Build the Task Definition

Now we can update the definition.json file with the appropriate attributes for our task. We've included the core attributes for the example task below:

DefinitionId: <your_definition_id>
TaskType: <your_task_type_id>
Title: Convert number to text
Description: Write out a number as text
RewardCents: 10
Lifetime: 3600
AssignmentDuration: 300
DefaultAssignments: 2
MaxAssignments: 5
AutoApprovalDelay: 0

You can now run the following command to update the definition in Task Assembly:

task-assembly update_task_definition

The task interface for our project is in the template.html file, and you will note that it uses a very similar templating language as Amazon SageMaker Ground Truth and the Amazon MTurk website. In most cases you can simply copy/paste existing task templates from those tools and update the variable names within the {{ name }} values. To apply this new task template to our definition, we can simply add a reference to it in our definition.json file:

TemplateFile: template.html

Then run the update_task_defintion command again.

task-assembly update_task_definition

The update_task_definition command can be used to submit any future changes you make to your definition.json.

Create a task in the sandbox

Now that we've completed the setup for our task, we should start by creating a test task in the Sandbox environment. The Sandbox is a mirror of the Production environment but no money changes hands and work isn't generally completed unless you do it yourself. This is a great way to validate that your task is set up correctly before putting it in the hands of real Workers.

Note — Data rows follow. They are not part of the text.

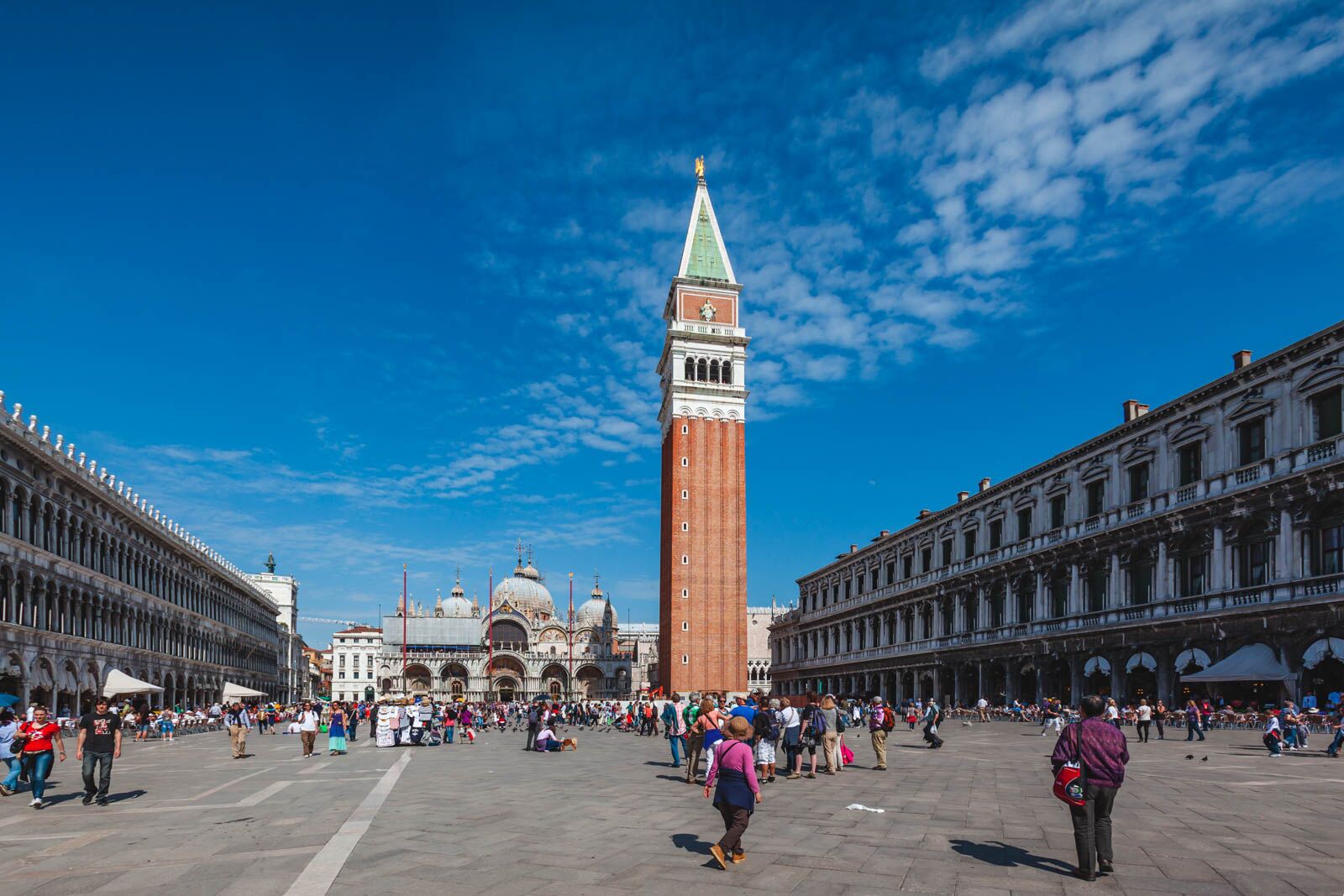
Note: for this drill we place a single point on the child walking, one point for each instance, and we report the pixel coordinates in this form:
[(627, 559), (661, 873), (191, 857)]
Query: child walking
[(738, 790)]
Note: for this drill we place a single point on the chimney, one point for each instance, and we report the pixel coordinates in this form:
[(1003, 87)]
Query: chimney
[(1135, 410)]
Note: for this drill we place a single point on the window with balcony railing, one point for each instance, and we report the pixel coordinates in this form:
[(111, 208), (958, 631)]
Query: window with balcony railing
[(1059, 598), (1095, 589), (1330, 550), (1023, 524), (1026, 605), (1253, 563), (1189, 464), (1095, 497), (1139, 481), (1140, 584), (1191, 575), (1250, 441), (1326, 410)]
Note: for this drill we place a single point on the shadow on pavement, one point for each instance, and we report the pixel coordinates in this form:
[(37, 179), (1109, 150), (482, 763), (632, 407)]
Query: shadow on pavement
[(1008, 856), (691, 844)]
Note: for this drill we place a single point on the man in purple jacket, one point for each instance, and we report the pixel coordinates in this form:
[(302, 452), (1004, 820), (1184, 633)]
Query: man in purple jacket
[(1104, 757)]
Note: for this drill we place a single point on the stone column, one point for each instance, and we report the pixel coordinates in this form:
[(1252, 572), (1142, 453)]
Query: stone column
[(1284, 547), (1115, 590), (1162, 575), (1218, 579)]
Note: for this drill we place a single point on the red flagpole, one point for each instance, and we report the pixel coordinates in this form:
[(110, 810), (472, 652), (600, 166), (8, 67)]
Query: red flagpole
[(490, 634), (569, 681), (405, 613)]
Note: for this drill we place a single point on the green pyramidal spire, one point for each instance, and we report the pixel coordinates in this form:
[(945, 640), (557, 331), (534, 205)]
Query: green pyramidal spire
[(705, 255), (706, 258)]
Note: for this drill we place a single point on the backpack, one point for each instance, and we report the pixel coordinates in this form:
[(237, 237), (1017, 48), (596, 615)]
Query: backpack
[(761, 725)]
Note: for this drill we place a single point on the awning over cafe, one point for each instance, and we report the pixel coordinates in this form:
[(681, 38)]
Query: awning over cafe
[(1253, 663)]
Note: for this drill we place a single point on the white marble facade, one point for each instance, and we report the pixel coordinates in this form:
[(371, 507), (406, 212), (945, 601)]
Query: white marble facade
[(93, 578)]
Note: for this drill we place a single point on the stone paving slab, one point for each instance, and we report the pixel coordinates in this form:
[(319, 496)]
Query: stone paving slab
[(976, 817)]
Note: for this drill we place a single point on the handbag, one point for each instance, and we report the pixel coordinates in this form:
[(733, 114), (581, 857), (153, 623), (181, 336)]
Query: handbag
[(1072, 782)]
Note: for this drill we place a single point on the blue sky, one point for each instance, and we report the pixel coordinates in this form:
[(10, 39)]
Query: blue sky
[(375, 286)]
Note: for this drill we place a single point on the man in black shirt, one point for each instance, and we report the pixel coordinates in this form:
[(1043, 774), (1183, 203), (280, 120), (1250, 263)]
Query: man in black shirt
[(100, 743)]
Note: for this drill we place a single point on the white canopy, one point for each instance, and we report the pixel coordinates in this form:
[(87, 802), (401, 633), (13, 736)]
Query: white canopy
[(239, 692), (1321, 649), (1193, 654), (1253, 663), (120, 683), (1097, 664), (1146, 660)]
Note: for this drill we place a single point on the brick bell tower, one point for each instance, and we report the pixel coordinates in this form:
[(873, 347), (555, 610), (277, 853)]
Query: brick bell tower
[(703, 597)]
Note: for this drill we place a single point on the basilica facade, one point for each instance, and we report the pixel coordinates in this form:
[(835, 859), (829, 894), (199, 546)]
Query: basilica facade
[(93, 578), (515, 647), (1195, 548)]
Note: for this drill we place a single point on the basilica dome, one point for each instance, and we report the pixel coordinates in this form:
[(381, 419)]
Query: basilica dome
[(591, 614), (528, 595)]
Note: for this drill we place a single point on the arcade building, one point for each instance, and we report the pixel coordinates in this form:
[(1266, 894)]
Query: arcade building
[(1194, 550)]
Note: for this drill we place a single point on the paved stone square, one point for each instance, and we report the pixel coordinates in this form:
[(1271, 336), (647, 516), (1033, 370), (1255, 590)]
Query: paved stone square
[(972, 819)]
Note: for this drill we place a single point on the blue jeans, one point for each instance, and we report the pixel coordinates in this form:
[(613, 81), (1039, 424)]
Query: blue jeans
[(676, 741), (39, 768)]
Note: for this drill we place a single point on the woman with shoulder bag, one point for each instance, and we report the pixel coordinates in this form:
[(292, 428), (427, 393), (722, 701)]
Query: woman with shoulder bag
[(40, 739), (1100, 752)]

Note: The MTurk Sandbox is distinct from the Production environment, you will want to create a new account at https://requestersandbox.mturk.com with the same email address as your Production account and also link it to the same AWS account.

To create a single MTurk task in the Sandbox, you can use the following command. The --sandbox flag lets Task Assembly know to create the task in the appropriate environment and the --assignments 1 flag indicates that we only need to ask one Worker to provide an answer to the task (just you). Finally, number=4 provides the input data to our task interface which refers to {{ number }} from the html template.

task-assembly create_task --sandbox --assignments 1 number=4

Take note of the task ID that is returned. You'll need that to retrieve the results.

This will create a new task for you in the Worker Sandbox, which you can view and work on by visiting https://workersandbox.mturk.com. You'll likely need to create an account there, feel free to use your personal Amazon account or any other account you wish. Once you're logged in, you can search for your username or the title of the task. Then you can accept and complete the task.

After you've completed your task, give MTurk and Task Assembly a few moments to process the result. Then run the following to get the output.

task-assembly get_task <task_id>

Create a real task

Now we can repeat the same process to create a task in the Production environment by simply removing the --sandbox and --assignments flags.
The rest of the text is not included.